Des précautions essentielles pour un succès durable

Toutefois, le retour du CGM n’est pas exempt de précautions. L’échec de la première tentative, causé par une inadéquation entre les besoins du marché international et les caractéristiques de la fibre Bt, a laissé des leçons amères que le Burkina Faso ne souhaite plus revivre. L’enjeu principal aujourd’hui réside dans le développement de variétés qui répondent non seulement aux exigences agronomiques locales, mais également aux normes de qualité de la fibre recherchées par les industries textiles internationales.

À ce titre, les chercheurs de l’INERA ont travaillé d’arrache-pied pour concevoir des variétés hybrides qui allient résistance aux parasites et qualité supérieure de la fibre. Le défi est de taille, comme le rappelle Dr Boubacar Traoré, directeur du programme coton à l’INERA : « Le retour du CGM doit se faire avec des variétés adaptées à notre terroir. Nous ne pouvons plus nous permettre de perdre le label de qualité de notre coton, c’est pourquoi nous avons concentré nos efforts sur le développement de variétés robustes, capables de répondre aux exigences du marché tout en protégeant les cultures des ravageurs. »

Outre les aspects techniques, le processus de réintroduction du CGM s’accompagne d’une attention particulière aux enjeux de biosécurité et aux questions éthiques. L’expérience passée a montré que le recours à une telle technologie doit s’appuyer sur une transparence totale et une implication active des producteurs dans toutes les phases de décision. En réponse à ces préoccupations, des tests rigoureux sont prévus avant toute commercialisation, tant en laboratoire que dans des conditions réelles de production.

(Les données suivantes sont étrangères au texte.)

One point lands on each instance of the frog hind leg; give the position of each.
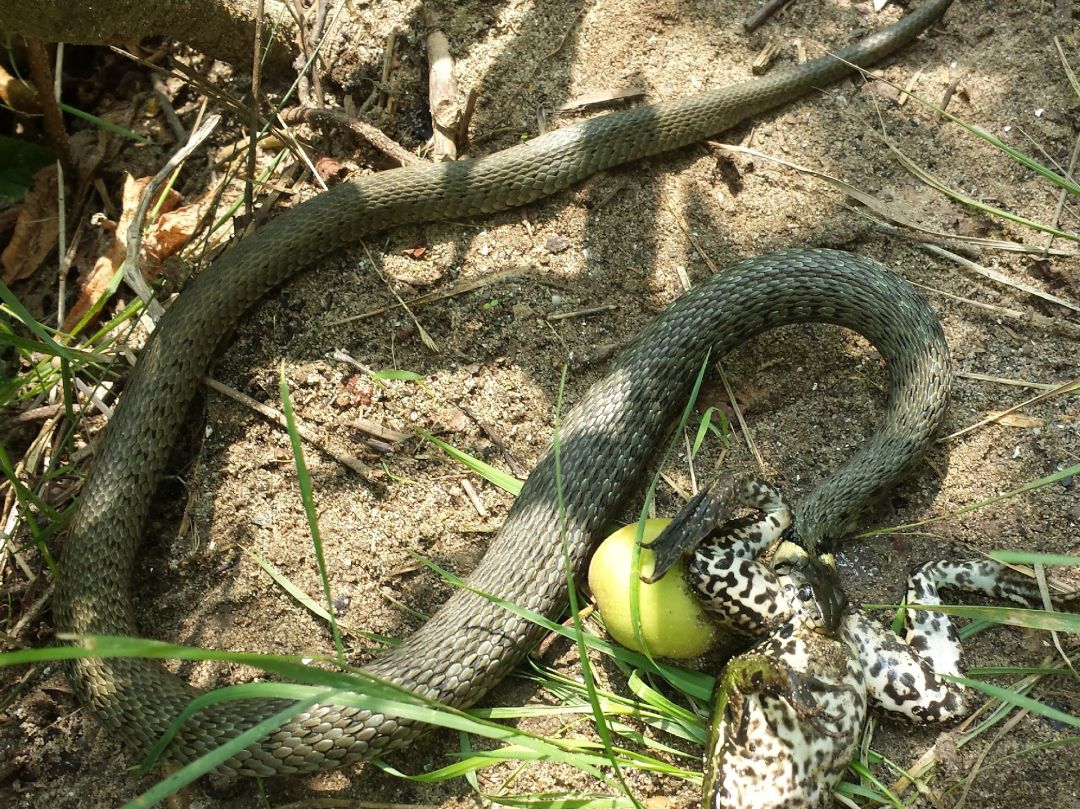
(724, 572)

Un nouvel horizon pour la filière cotonnière

Le retour du coton génétiquement modifié s’inscrit dans une ambition plus large pour la filière cotonnière burkinabè, qui aspire à retrouver son rang de leader en Afrique de l’Ouest. Après avoir connu des années fastes, où le Burkina Faso figurait parmi les principaux exportateurs de coton de qualité, la filière a été ébranlée par la volatilité des prix sur le marché mondial et par des crises climatiques récurrentes. En réponse à ces défis, l’innovation technologique, sous la forme du CGM, représente une voie privilégiée pour renforcer la résilience des producteurs face aux aléas économiques et environnementaux.

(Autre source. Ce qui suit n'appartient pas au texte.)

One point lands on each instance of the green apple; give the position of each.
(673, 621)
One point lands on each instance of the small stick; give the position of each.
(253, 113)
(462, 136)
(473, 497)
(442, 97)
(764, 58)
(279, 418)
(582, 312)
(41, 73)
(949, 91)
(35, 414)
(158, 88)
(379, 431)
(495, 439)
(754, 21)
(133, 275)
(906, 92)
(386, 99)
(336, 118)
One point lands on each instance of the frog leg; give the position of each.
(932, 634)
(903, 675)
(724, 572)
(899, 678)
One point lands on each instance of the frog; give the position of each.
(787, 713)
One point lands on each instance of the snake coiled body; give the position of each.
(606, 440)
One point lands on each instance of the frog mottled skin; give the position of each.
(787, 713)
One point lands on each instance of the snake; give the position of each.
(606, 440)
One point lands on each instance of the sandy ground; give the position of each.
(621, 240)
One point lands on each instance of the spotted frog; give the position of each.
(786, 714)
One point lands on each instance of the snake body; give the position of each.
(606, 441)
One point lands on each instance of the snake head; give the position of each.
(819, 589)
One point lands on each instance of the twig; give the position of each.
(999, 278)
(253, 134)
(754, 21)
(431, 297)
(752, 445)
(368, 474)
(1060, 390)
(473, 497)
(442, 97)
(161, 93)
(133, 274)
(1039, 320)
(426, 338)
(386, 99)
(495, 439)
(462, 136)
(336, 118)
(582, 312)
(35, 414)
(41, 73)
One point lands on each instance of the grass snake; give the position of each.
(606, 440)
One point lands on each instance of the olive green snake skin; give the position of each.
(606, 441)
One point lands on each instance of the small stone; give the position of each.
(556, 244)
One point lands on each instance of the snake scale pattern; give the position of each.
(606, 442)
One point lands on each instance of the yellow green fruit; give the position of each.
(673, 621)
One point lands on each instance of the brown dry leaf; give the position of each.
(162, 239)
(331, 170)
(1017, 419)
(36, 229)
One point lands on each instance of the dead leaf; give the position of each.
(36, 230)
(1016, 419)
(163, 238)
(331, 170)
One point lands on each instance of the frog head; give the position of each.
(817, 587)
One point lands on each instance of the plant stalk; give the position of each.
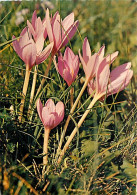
(45, 145)
(96, 97)
(71, 96)
(68, 119)
(45, 75)
(25, 87)
(33, 88)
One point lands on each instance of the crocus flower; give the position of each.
(68, 66)
(50, 114)
(60, 31)
(29, 51)
(90, 62)
(107, 83)
(37, 28)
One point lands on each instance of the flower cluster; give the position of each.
(99, 80)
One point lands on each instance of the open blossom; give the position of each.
(31, 52)
(108, 83)
(68, 66)
(60, 31)
(50, 114)
(37, 28)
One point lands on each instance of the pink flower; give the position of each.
(37, 28)
(110, 83)
(90, 62)
(68, 66)
(50, 114)
(31, 52)
(60, 31)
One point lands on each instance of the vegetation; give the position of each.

Mamadou Coulibaly, directeur général de la Société Burkinabè des Fibres Textiles (SOFITEX), souligne l’importance stratégique de cette réintroduction : « Le coton est un pilier de notre économie. Si nous voulons pérenniser cette filière et garantir des revenus durables pour les producteurs, il est essentiel d’adopter des technologies modernes comme le CGM, tout en veillant à respecter les standards internationaux de qualité. »

La réintroduction du CGM est aussi perçue comme une opportunité de repositionner le Burkina Faso sur la scène internationale. Le pays, autrefois salué pour sa capacité à innover en matière agricole, pourrait de nouveau attirer l’attention des investisseurs et des partenaires étrangers, intéressés par une agriculture durable, technologiquement avancée et respectueuse des normes de commerce équitable.

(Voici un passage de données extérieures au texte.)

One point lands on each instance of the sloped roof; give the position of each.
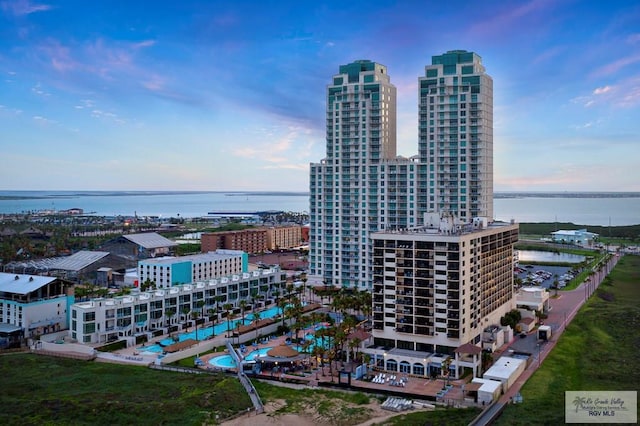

Conclusion : Une promesse de transformation

Le retour imminent du coton génétiquement modifié au Burkina Faso marque le début d’une nouvelle ère pour la filière cotonnière. Soutenu par des innovations techniques et une meilleure organisation des acteurs, ce processus est porteur d’espoir pour les producteurs, qui y voient une solution durable face aux défis de la compétitivité mondiale et de la résilience agricole. Cependant, il repose sur une condition incontournable : la rigueur scientifique et le respect des leçons du passé.

Les regards sont désormais tournés vers les premiers essais en conditions réelles, qui détermineront le succès ou l’échec de cette réintroduction. Mais une chose est sûre : le Burkina Faso est prêt à relever le défi, porté par une vision claire de son avenir agricole et par la volonté de ses producteurs de faire du CGM une clé de leur prospérité.